Il film diretto da Manfredi, oltre che raccontare più l’uomo che il personaggio, racconta anche una bella Roma, quella “scenografica” di scorci del centro storico, dal “ponte rotto” nei pressi della Tiberina alle osterie di Campo de’Fiori, oltre che di una Cinecittà davvero fabbrica dei sogni, luogo in cui sono state realmente girate sequenze specifiche di questo film, come quella sul set dell’Antica Roma – attualmente perenne presso gli Studi sulla Tuscolana – utile nel film a ricordare il Sordi “debuttante” comparsa in Scipione l’Africano (1937).

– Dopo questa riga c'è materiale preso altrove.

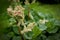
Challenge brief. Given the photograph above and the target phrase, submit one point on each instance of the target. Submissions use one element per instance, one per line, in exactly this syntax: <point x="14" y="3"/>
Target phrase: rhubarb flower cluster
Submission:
<point x="16" y="11"/>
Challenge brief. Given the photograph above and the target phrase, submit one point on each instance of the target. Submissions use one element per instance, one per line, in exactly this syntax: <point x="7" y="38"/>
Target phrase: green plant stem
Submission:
<point x="19" y="29"/>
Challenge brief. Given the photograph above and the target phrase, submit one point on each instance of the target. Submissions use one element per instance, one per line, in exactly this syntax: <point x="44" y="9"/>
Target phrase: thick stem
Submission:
<point x="19" y="29"/>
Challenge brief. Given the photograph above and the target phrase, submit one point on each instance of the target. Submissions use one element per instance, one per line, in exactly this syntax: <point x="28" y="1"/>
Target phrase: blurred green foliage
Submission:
<point x="46" y="9"/>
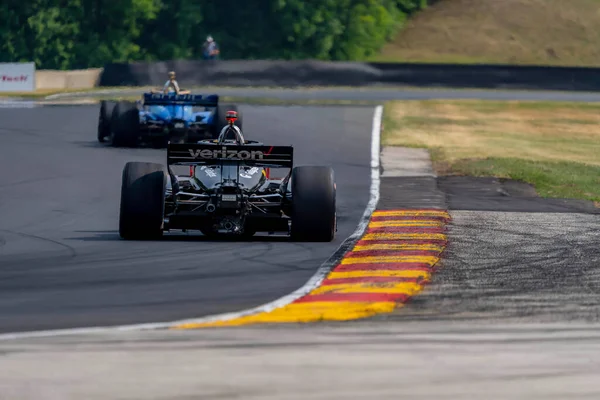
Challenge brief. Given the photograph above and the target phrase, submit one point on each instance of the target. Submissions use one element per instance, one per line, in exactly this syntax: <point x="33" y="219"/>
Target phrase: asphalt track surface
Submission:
<point x="63" y="265"/>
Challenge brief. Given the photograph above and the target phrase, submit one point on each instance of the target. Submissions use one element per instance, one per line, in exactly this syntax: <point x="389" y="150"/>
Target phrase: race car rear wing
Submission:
<point x="159" y="99"/>
<point x="250" y="154"/>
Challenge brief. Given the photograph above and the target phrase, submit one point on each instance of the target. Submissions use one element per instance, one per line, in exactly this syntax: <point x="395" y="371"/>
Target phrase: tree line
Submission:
<point x="72" y="34"/>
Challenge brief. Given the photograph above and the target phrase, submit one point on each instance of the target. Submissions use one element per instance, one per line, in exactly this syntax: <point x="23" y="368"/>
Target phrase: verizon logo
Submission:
<point x="18" y="78"/>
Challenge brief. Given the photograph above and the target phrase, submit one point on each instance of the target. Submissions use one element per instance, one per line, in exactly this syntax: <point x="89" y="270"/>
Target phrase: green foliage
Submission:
<point x="63" y="34"/>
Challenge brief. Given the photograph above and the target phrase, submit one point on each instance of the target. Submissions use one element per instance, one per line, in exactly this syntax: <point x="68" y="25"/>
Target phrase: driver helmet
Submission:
<point x="231" y="117"/>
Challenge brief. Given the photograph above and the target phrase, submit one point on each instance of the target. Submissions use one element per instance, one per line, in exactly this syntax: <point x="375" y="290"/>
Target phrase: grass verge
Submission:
<point x="551" y="145"/>
<point x="543" y="32"/>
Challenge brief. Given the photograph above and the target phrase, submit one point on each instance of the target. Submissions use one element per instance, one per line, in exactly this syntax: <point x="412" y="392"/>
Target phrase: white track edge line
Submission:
<point x="311" y="284"/>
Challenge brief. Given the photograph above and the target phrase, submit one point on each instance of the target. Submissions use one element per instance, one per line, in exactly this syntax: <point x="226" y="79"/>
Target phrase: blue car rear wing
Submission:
<point x="259" y="155"/>
<point x="159" y="99"/>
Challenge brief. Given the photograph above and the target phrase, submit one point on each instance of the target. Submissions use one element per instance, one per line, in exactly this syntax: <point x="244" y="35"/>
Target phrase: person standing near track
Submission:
<point x="210" y="49"/>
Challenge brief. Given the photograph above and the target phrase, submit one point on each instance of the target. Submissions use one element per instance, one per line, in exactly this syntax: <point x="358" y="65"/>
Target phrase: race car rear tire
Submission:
<point x="313" y="208"/>
<point x="106" y="109"/>
<point x="222" y="121"/>
<point x="125" y="124"/>
<point x="142" y="201"/>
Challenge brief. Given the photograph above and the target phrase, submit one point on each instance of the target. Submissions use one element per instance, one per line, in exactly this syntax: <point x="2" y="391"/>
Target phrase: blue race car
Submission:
<point x="160" y="118"/>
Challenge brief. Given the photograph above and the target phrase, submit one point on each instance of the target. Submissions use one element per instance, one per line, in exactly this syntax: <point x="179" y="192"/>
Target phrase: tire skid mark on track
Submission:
<point x="388" y="269"/>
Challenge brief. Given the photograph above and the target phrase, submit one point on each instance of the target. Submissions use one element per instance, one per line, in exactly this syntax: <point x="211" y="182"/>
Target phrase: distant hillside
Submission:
<point x="549" y="32"/>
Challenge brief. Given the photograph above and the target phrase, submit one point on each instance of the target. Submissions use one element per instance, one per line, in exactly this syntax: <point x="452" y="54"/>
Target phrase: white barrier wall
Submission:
<point x="17" y="77"/>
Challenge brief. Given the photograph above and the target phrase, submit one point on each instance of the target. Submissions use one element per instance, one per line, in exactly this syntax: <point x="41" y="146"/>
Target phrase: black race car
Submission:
<point x="227" y="190"/>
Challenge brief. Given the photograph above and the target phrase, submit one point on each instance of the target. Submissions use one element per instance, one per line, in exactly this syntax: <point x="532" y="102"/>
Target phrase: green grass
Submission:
<point x="550" y="179"/>
<point x="538" y="32"/>
<point x="555" y="146"/>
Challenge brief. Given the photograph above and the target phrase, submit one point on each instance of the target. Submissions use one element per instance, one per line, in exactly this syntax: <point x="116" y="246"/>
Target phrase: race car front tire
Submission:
<point x="142" y="201"/>
<point x="313" y="208"/>
<point x="106" y="109"/>
<point x="125" y="124"/>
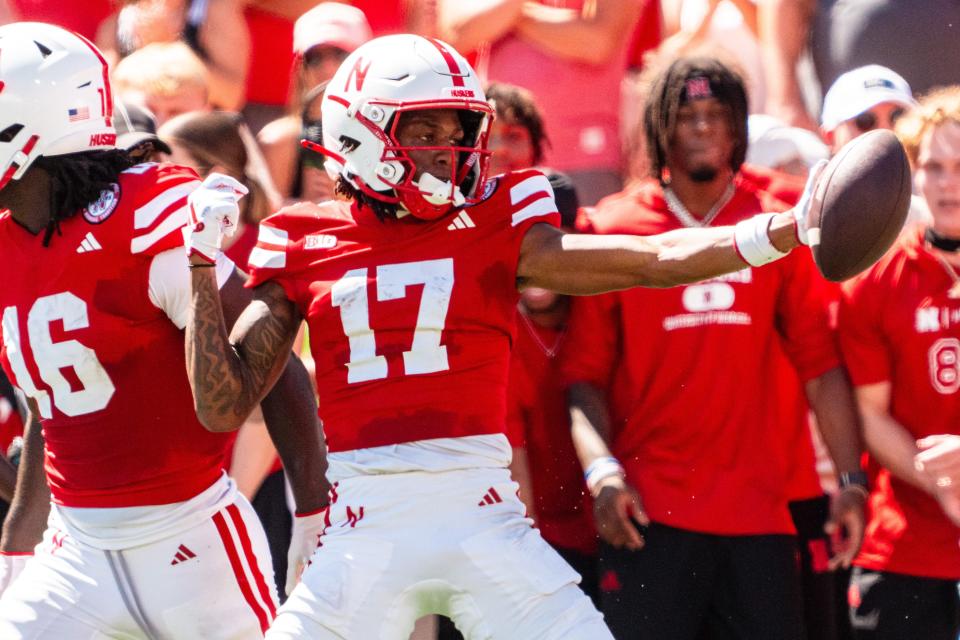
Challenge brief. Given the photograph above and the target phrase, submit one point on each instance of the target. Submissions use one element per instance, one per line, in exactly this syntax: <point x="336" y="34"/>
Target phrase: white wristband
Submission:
<point x="752" y="240"/>
<point x="602" y="468"/>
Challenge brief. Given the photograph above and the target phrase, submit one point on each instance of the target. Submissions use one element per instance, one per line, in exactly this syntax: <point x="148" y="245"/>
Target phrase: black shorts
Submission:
<point x="894" y="606"/>
<point x="685" y="585"/>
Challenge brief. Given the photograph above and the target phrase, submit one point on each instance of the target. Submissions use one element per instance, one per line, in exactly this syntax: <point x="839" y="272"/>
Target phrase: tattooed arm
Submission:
<point x="229" y="376"/>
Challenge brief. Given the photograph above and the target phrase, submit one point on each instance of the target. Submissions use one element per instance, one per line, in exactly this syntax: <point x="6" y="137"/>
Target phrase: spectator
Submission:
<point x="866" y="98"/>
<point x="322" y="38"/>
<point x="902" y="346"/>
<point x="549" y="47"/>
<point x="517" y="137"/>
<point x="166" y="78"/>
<point x="213" y="29"/>
<point x="218" y="141"/>
<point x="790" y="150"/>
<point x="137" y="133"/>
<point x="729" y="26"/>
<point x="846" y="34"/>
<point x="692" y="387"/>
<point x="85" y="18"/>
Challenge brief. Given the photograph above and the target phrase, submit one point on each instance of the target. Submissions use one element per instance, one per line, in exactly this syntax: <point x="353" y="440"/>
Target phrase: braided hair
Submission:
<point x="77" y="179"/>
<point x="668" y="92"/>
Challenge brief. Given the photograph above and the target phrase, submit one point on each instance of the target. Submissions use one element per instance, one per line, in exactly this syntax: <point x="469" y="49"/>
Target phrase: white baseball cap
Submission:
<point x="333" y="24"/>
<point x="860" y="90"/>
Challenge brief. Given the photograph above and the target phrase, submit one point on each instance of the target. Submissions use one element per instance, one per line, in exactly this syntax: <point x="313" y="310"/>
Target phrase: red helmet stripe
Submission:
<point x="451" y="62"/>
<point x="108" y="98"/>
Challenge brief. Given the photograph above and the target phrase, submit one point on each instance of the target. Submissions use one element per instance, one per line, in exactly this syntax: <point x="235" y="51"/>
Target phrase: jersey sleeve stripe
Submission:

Il film è prodotto da Ocean Production e Rai Fiction: “È un amore reciproco quello tra Rai e Sordi: abbiamo voluto raccontarlo, dopo 40 anni da un programma del ’79 mandato in onda dal secondo canale, ai nuovi spettatori. Quando è stata organizzata la visione del provino di Edoardo Pesce siamo rimasti sorpresi, stupiti e emozionati: lui restituisce immediatamente energia, generosità e talento. Noi raccontiamo soprattutto le difficoltà che il genio aveva ad affermarsi, a causa del ‘suo faccione’, che spesso lo hanno relegato ad essere ‘solo’ doppiatore, ma tenacia e umiltà gli hanno permesso di superare gli ostacoli dei canoni estetici dell’epoca”, spiega il produttore Fabrizio Zappi.
Il Natale di Roma, 21 aprile, quest’anno si festeggia con la messa in onda tv del film, che prima passa al cinema come evento per tre giorni – 24-25-26 febbraio, il primo dei quali corrisponde alla data di scomparsa dell’attore.